Here is my latest Damascus Project. This is a Rigging knife made for the Tallship Elissa in Galveston. She is one of the oldest Tallships still in sailing duty. Jamie White the manager of the ship contacted us about doing a commemorative for the ship, and of course we accepted. He provided me with some Low moor Iron from the ships hull, as well as some Teak from the Captains quarters. Devin Thomas made the Damascus billet, it is a ladder pattern. These are being made by orders from the crewmembers of the boat, (this ships has about 4-6,000 followers who come and sail on her from time to time. The history of the ship is really interesting and if your ever in Galveston its worth a look around, there is a museum there and you can take a tour of the ship. (I have been invited to go on one of the annual sails, more on that later)...On with the show.

This is also the first Knife I ever Flat Ground...Might as well practice on a 400$ piece of Damascus right....
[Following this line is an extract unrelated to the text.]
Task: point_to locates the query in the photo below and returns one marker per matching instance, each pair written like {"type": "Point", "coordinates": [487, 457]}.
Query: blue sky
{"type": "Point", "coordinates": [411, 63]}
Reactions: Like 1 | EyeCandy! 2 | Way Cool 6


----------



## Kevin (May 13, 2015)

That's so cool.

Reactions: Thank You! 1


----------



## Nature Man (May 13, 2015)

Way beautiful! Chuck

Reactions: Thank You! 1


----------



## NYWoodturner (May 13, 2015)

Beautiful work Rich. Any info on the intricacies of a rigging knife?

Reactions: Thank You! 1


----------



## Foot Patrol (May 13, 2015)

Awesome Rich!!! I have never seen a rigging knives before but I like it.

Reactions: Thank You! 1


----------



## robert flynt (May 13, 2015)

Very nice work Rich, The damascus really make the whole thing eye catching. I just got two billets of stainless damascus from his brother Rob Tomas to use on an order for fillet knives.

Reactions: Thank You! 1


----------



## therichinc (May 14, 2015)

@NYWoodturner A rigging knife is what sailors carry to cut rope, and other miscellaneous things aboard the vessel. The marlin spike pictured is used for untying knots. Usually sailors will have a Marlin Spike, Rigging Knife, and a small hammer in a utility belt that is tied off to their body via a lanyard. The hammer is used to beat on the back of the knife to help cut large ropes in case of emergency.

Reactions: Way Cool 1 | Informative 1


----------